Saturday 2 August 2014

Herbarium specimens tell us about people as well as plants!

The August issue of New Journal of Botany should be dropping through your letterboxes later this month, and one of the papers - by Quentin Groom, Clare O'Reilly and Tom Humphrey - offers a fascinating insight into the society's history. I asked Quentin to tell us more about their paper 'Herbarium specimens reveal the network of British and Irish botanists, 1856-1932'. 

Lydia Becker, British botanist and suffragist
Image: Wiki Commons
Quentin said "The Victorians were fanatical about botany. At the same time as professional botanists, such as Alfred Russel Wallace and Joseph Hooker, toured the globe for new species, amateur botanists at home did the same for the British Isles. This paper sheds light on the workings of these botanists, who they were, how they worked and who they worked with.

"Victorian botanists were the forebears of the Botanical Society of Britain and Ireland. They established societies to help botanists swap specimens and build their collections. Their legacy is the hundreds of thousands of herbarium specimens found in museums, botanic gardens and libraries around the country - and, for that matter, all over the world.
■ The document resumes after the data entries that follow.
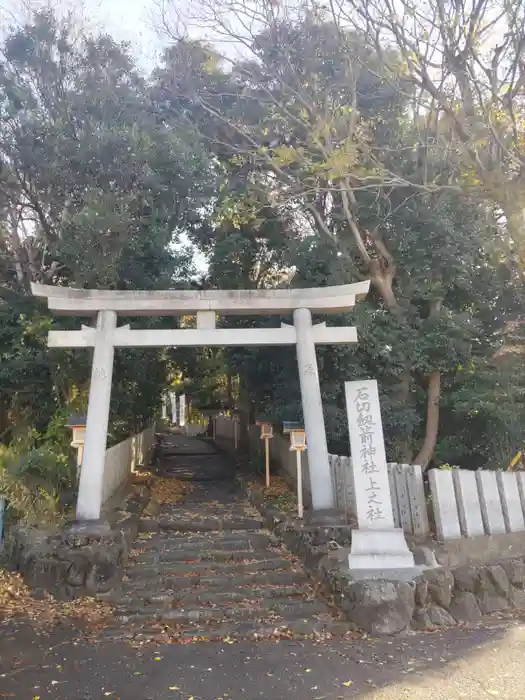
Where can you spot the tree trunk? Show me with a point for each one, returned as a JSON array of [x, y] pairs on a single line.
[[431, 432]]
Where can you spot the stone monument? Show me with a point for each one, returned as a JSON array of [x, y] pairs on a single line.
[[377, 545]]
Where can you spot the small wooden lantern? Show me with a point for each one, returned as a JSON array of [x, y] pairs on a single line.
[[266, 431], [298, 440], [78, 428]]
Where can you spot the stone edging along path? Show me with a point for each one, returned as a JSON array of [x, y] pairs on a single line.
[[439, 597]]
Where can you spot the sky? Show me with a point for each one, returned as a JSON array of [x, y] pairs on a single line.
[[125, 20]]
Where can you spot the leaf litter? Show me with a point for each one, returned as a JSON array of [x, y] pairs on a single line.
[[18, 601]]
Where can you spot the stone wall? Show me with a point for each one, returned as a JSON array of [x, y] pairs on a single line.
[[438, 597], [79, 559]]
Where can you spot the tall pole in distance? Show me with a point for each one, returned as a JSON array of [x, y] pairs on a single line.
[[300, 507], [267, 457]]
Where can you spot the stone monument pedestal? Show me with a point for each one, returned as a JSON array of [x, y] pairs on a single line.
[[379, 550]]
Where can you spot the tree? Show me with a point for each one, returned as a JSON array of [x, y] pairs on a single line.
[[463, 64], [94, 190]]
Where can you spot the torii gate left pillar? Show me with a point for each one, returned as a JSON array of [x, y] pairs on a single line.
[[90, 487], [105, 336]]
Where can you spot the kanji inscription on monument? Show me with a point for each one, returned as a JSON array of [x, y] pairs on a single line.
[[372, 488]]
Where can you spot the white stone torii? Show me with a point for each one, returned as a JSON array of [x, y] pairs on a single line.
[[105, 336]]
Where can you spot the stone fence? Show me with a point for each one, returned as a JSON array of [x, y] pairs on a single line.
[[194, 429], [123, 458], [472, 503], [406, 481]]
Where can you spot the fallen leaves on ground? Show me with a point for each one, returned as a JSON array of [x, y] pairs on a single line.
[[169, 491], [17, 600]]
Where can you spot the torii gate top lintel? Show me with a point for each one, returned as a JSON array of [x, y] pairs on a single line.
[[106, 335], [68, 301]]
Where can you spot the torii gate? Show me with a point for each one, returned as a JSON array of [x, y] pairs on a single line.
[[105, 336]]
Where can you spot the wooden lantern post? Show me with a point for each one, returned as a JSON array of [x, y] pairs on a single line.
[[266, 435], [297, 445], [78, 429]]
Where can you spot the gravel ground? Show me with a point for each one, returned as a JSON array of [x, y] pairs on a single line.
[[475, 664]]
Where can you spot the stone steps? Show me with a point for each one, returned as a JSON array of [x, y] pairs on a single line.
[[260, 542], [209, 569], [275, 613], [208, 524]]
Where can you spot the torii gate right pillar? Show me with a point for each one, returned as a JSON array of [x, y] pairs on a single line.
[[320, 478]]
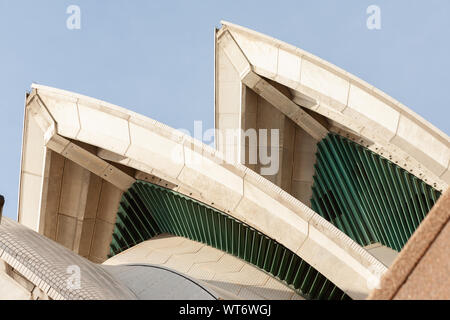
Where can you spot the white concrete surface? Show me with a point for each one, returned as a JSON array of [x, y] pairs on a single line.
[[231, 188], [378, 121]]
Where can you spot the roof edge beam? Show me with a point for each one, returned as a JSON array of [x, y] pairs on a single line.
[[74, 152], [267, 91]]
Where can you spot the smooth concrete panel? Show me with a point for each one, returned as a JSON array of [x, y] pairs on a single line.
[[324, 81], [112, 134], [65, 112]]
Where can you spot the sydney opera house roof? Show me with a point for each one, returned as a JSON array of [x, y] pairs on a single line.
[[128, 199]]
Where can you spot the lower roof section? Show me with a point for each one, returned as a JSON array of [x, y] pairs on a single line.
[[128, 146], [217, 269], [60, 274], [147, 210], [368, 197]]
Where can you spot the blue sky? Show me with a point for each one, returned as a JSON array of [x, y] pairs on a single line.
[[156, 57]]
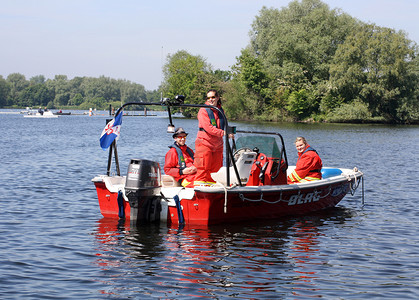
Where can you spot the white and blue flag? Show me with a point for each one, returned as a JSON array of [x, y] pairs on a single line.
[[111, 132]]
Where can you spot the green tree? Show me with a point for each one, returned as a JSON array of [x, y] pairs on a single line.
[[4, 91], [296, 46], [17, 83], [250, 75], [374, 65]]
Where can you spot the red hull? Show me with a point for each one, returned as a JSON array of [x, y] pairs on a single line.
[[209, 206]]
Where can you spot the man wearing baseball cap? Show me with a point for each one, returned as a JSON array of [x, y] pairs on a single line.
[[179, 160]]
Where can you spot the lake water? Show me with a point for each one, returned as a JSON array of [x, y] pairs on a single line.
[[56, 245]]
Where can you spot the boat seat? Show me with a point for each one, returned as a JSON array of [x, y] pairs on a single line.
[[169, 181], [244, 165]]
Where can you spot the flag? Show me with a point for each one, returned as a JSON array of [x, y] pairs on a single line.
[[111, 132]]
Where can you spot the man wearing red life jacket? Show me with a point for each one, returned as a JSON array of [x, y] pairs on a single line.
[[209, 141], [309, 163], [179, 160]]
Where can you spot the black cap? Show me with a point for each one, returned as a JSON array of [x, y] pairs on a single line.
[[179, 130]]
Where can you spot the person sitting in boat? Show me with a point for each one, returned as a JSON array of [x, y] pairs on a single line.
[[179, 160], [309, 163]]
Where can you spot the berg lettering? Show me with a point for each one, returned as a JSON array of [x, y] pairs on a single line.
[[304, 198]]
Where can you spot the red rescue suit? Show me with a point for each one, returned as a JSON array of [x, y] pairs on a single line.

"The role of amateur botanists in science should not be underestimated, but it is not easy to study. The contribution of women in particular is difficult to assess, because few published, yet they were prolific collectors and illustrators. Nevertheless, the mass digitisation and transcription of herbarium specimens by the Herbaria@Home project has enabled us to piece together the interactions between botanists, creating networks of botanical exchange to show who were the main contributors and who they exchanged specimens with.

"The results of this study have shown that botanists of this period were well connected, exchanging specimens liberally across the country. It also shows the gradual increase in female participation and the decline of the clergy’s involvement. This mirrors the societal context of the period where women were campaigning for suffrage and, at the same time, Darwin was laying the scientific foundations of modern biology and ecology.

"The work of herbaria@home is far from finished and as more specimens are digitised their hidden data will be revealed. So far, 140,000 specimens have been transcribed, but we know there are many to go. British and Irish herbaria house about 20 million specimens. These apparently withered specimens are not just curiosities, but windows to the past and source data for historical and scientific research. They obviously tell us about the plants that were collected but, as this paper shows, they also tell us about the people who collected them".